Dulu sebelum G.P.S. (Global Positioning System) ditemukan, untuk menentukan arah, lokasi, waktu, ketinggian suatu benda antara dua tempat  berbeda, mengetahui posisi bulan pada zodiak tertentu, serta mengetahui arah timur dan barat, memakai instrumen astrolab, juga bisa dipakai menentukan posisi matahari dan planet, sehingga digunakan di bidang astronomi, astrologi dan horoskop. Dalam Islam astrolab sangat membantu dalam menentukan waktu shalat dan membantu menemukan arah ke Mekah (kiblat). 
Para pelaut zaman dulu juga menggunakan astrolab untuk menentukan arah. Astrolab diperkenalkan ke dunia Islam pada pertengahan abad kedelapan.
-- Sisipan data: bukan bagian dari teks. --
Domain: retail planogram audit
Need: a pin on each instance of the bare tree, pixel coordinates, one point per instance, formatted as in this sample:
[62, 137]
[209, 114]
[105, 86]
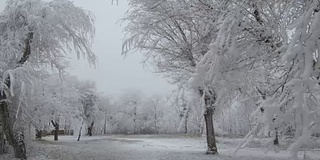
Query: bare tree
[24, 41]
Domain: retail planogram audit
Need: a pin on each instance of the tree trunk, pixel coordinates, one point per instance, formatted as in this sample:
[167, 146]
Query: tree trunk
[56, 129]
[211, 140]
[90, 128]
[16, 140]
[38, 133]
[209, 100]
[105, 123]
[3, 144]
[79, 133]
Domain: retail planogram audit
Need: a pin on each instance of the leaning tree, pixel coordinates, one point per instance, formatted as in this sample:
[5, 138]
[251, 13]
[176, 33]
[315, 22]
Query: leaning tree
[174, 36]
[37, 34]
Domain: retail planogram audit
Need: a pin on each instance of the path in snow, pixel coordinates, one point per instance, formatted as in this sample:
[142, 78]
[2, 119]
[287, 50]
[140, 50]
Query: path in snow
[118, 147]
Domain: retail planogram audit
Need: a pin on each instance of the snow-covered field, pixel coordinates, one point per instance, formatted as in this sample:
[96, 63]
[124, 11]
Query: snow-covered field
[146, 147]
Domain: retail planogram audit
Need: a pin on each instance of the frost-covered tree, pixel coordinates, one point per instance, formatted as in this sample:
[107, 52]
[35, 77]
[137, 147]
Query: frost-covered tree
[89, 103]
[173, 38]
[38, 34]
[253, 36]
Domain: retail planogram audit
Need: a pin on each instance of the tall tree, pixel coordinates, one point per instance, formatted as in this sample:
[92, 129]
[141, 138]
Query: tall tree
[173, 38]
[37, 33]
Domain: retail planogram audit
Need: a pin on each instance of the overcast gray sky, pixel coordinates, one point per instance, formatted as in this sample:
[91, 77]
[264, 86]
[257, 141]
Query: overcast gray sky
[113, 73]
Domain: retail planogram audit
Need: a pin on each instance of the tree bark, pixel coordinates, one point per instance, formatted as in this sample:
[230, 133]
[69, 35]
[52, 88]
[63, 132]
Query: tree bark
[90, 128]
[56, 129]
[16, 140]
[38, 133]
[211, 140]
[79, 133]
[209, 100]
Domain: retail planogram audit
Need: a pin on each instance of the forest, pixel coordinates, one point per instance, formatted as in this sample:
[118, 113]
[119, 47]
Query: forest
[244, 71]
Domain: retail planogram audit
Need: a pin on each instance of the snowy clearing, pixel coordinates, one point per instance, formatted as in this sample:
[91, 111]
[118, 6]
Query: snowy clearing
[146, 147]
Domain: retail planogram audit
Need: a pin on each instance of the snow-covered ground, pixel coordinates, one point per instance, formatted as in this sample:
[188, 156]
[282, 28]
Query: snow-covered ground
[146, 147]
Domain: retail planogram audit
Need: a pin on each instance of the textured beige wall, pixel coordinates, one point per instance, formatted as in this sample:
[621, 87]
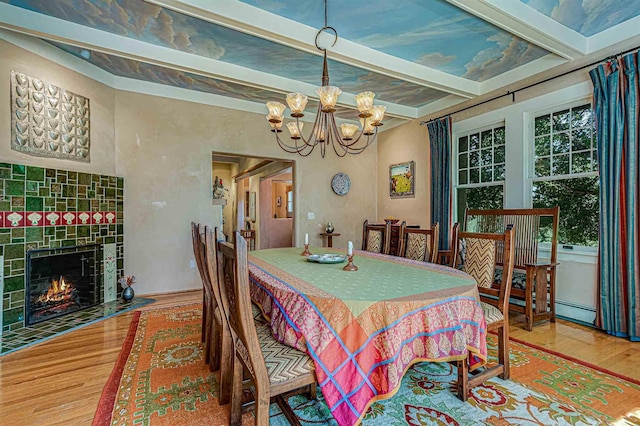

Risalah Arab tentang astrolab diterbitkan pada abad kesembilan. 
Mariam al Ijliya, salah satu penemu astrolab yang tercatat sebagai salah satu anak didik Bitolus, pembuat astrolab terkenal dari Bagdad, Irak. Ayah Mariam adalah murid Bitolus, kemudian mengajak putrinya bekerja di tempat ayahnya bekerja
di istana Sayf al Dawla di Aleppo, yang memerintah dari 944-967. 
Menurut Prof. Saleem Al Husaini yang dikutip dari  Arab Times, Mariam adalah muslimah pertama pembuat cikal alat transportasi dan komunikasi dunia modern. Sayang, nama Mariam terlupakan dalam sejarah, karena  sedikitnya catatan tentang Mariam. Mariam Al Ijliya satu satunya muslimah pembuat alat penunjuk arah. Al Mirbaiti berpendapat al Ijliya  dianggaop terhormat seperti halnya Ibn Haytham, Ibn Sina, dan sederet nama ilmuwan Muslim lainnya.
Karena sedikitnya catatan tentang al Ijliya dalam sejarah astronomi, sehingga tidak jelas data tentang Mariam. Keluarga ayahnya kemungkinan besar berasal dari Nejd, sebuah wilayah di Arab Saudi tengah. 

Tulisan Kathleen Crowther, pengajar di University of Oklahoma, menyebutkan Mariam digambarkan sebagai gadis tangguh di zamannya.